AVP Binary Format Specification

April 3, 2026 · View on GitHub

Message Structure

Every AVP message consists of three parts:

+---------------------+
|   Header (12 bytes) |
+---------------------+
|   Metadata          |
+---------------------+
|   Payload           |
+---------------------+

Header (12 bytes)

Byte 0-1:  Magic number (0x4156 = "AV" in ASCII)
Byte 2:    Protocol version (0x01)
Byte 3:    Flags
           Bit 0: Compressed (0=no, 1=yes, zstd)
           Bit 1: Has AVP map (0=no, 1=yes, cross-model projection)
           Bit 2: KV-cache payload (0=no, 1=yes)
           Bit 3-7: Reserved
Byte 4-7:  Payload length (uint32, little-endian)
           Total bytes after header (metadata + tensor data)
Byte 8-11: Metadata length (uint32, little-endian)
           Length of the Protocol Buffer metadata section

Note on payload length: The payload_length field (bytes 4-7) encodes the total number of bytes following the header, i.e. len(metadata) + len(tensor_bytes). The metadata_length field (bytes 8-11) allows the decoder to locate the boundary between metadata and tensor data without parsing the protobuf first.

Metadata (Variable length)

Protocol Buffer encoded metadata. See schemas/avp.proto for the canonical schema.

Fields:

Field	Number	Type	Description
session_id	1	string	Session identifier from handshake
source_agent_id	2	string	Sender agent identifier
target_agent_id	3	string	Recipient agent identifier
model_id	4	string	Model that produced the payload, e.g. "meta-llama/Llama-2-7b"
hidden_dim	5	uint32	Hidden state dimensionality, e.g. 4096
num_layers	6	uint32	Number of transformer layers
payload_type	7	PayloadType	HIDDEN_STATE (0) or KV_CACHE (1)
dtype	8	DataType	FLOAT32 (0), FLOAT16 (1), BFLOAT16 (2), INT8 (3)
tensor_shape	9	repeated uint32	Shape of the tensor payload
mode	10	CommunicationMode	LATENT (0) or JSON_MODE (1)
compression	11	string	Compression algorithm if compressed, e.g. "zstd"
avp_map_id	13	string	Cross-model projection map identifier.

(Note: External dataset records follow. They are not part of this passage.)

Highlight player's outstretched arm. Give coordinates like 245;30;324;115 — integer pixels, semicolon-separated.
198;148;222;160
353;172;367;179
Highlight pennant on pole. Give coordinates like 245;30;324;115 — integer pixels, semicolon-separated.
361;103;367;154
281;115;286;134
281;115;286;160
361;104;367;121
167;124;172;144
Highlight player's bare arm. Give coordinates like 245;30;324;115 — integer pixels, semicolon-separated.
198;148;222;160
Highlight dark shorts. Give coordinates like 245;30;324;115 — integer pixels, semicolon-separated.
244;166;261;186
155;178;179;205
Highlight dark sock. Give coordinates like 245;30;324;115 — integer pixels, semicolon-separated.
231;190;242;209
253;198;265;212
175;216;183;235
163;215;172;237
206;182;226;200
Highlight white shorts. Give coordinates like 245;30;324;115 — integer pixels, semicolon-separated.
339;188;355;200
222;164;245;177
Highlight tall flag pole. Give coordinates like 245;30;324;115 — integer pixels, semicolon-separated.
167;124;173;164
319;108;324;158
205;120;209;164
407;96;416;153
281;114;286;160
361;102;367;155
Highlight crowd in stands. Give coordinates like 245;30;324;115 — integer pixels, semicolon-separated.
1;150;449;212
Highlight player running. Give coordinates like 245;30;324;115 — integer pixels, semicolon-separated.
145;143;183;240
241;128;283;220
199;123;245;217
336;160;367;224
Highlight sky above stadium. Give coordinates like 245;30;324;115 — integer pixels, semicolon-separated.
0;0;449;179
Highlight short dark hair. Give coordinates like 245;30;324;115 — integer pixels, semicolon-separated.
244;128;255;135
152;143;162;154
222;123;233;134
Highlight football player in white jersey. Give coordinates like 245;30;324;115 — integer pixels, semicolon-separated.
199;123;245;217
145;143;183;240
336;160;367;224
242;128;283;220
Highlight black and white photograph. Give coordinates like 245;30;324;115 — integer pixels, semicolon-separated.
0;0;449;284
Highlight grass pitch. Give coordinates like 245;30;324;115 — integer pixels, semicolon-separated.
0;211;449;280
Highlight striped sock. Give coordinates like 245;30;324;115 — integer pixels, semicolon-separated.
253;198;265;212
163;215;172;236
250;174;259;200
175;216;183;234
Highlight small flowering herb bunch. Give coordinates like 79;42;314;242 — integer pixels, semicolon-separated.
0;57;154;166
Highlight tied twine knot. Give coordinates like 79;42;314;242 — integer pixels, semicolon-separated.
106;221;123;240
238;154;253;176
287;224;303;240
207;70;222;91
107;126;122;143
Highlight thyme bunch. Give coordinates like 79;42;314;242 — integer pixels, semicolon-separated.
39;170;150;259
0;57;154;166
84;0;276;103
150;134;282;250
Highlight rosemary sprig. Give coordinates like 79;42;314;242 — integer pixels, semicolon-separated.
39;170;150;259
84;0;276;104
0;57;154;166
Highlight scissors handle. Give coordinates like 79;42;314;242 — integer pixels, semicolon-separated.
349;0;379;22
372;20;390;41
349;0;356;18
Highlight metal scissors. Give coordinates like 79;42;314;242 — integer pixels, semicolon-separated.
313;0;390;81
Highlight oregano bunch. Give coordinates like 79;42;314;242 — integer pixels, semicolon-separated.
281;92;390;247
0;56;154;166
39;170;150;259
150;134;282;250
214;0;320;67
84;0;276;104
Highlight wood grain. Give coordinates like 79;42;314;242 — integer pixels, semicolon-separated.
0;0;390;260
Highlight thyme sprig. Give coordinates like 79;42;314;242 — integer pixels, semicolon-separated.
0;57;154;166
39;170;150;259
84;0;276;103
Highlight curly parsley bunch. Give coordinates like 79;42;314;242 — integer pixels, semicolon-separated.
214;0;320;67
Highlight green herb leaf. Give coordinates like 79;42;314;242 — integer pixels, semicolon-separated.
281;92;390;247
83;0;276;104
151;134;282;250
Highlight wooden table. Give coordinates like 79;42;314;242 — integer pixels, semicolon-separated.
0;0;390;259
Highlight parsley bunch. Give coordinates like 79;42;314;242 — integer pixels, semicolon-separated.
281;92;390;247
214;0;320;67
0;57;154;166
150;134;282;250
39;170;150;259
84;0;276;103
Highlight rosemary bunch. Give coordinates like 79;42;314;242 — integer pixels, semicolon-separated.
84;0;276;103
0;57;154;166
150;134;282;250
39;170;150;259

Format: `"vocab:{tokenizer_hash[:16]}"` for vocabulary-mediated, `"vocab_overlap:{overlap_count}"` for vocabulary-overlap, `"{src_hash[:16]}_{tgt_hash[:16]}"` for pre-calibrated maps. Empty for same-model communication.
extra	14	map<string,string>	Extensible key-value pairs
payload_checksum	15	uint32 (optional)	CRC32 of pre-compression payload bytes. Omit for same-process transfers. Decoders SHOULD verify when present and reject on mismatch.

Payload Types

HIDDEN_STATE (0): Raw hidden state tensor bytes from a transformer layer. Little-endian, dtype specified in metadata. Used for same-model latent communication where agents share intermediate representations.

KV_CACHE (1): Serialized key-value cache from transformer attention layers. Layout: [K_l0][V_l0][K_l1][V_l1]... where each tensor is contiguous little-endian. Preceded by a 17-byte KV-cache header (num_layers, num_kv_heads, head_dim, seq_len, dtype).

If the compressed flag is set, the payload is zstd-compressed.

Decoding Algorithm

1. Read 12 bytes -> header
2. Verify magic == 0x4156
3. Verify version == 0x01
4. Read payload_length bytes after header
5. First metadata_length bytes -> parse as Protobuf Metadata
6. Remaining bytes -> raw tensor payload (decompress if flag bit 0 set)
7. Interpret payload using payload_type, dtype, and tensor_shape from metadata

Example

4096-dimensional float32 hidden state:

Header: 12 bytes
Metadata: ~50 bytes
Payload: 16,384 bytes (4096 x 4)
Total: ~16,446 bytes

Size Comparison (measured, hidden state payloads)

Dimensions	dtype	AVP (bytes)	AVP+zstd	JSON (bytes)	Ratio
384	float32	1,567	1,515	7,963	5.1x
768	float32	3,103	2,931	15,930	5.1x
1,024	float32	4,127	3,855	21,190	5.1x
4,096	float32	16,415	15,212	84,654	5.2x
384	float16	799	815	5,802	7.3x
4,096	float16	8,223	7,638	61,213	7.4x

Note: zstd compression provides significant savings for embeddings but is less effective for hidden states and KV-cache data (typically 1-7% reduction). The primary value of latent communication is skipping autoregressive generation, not bandwidth savings.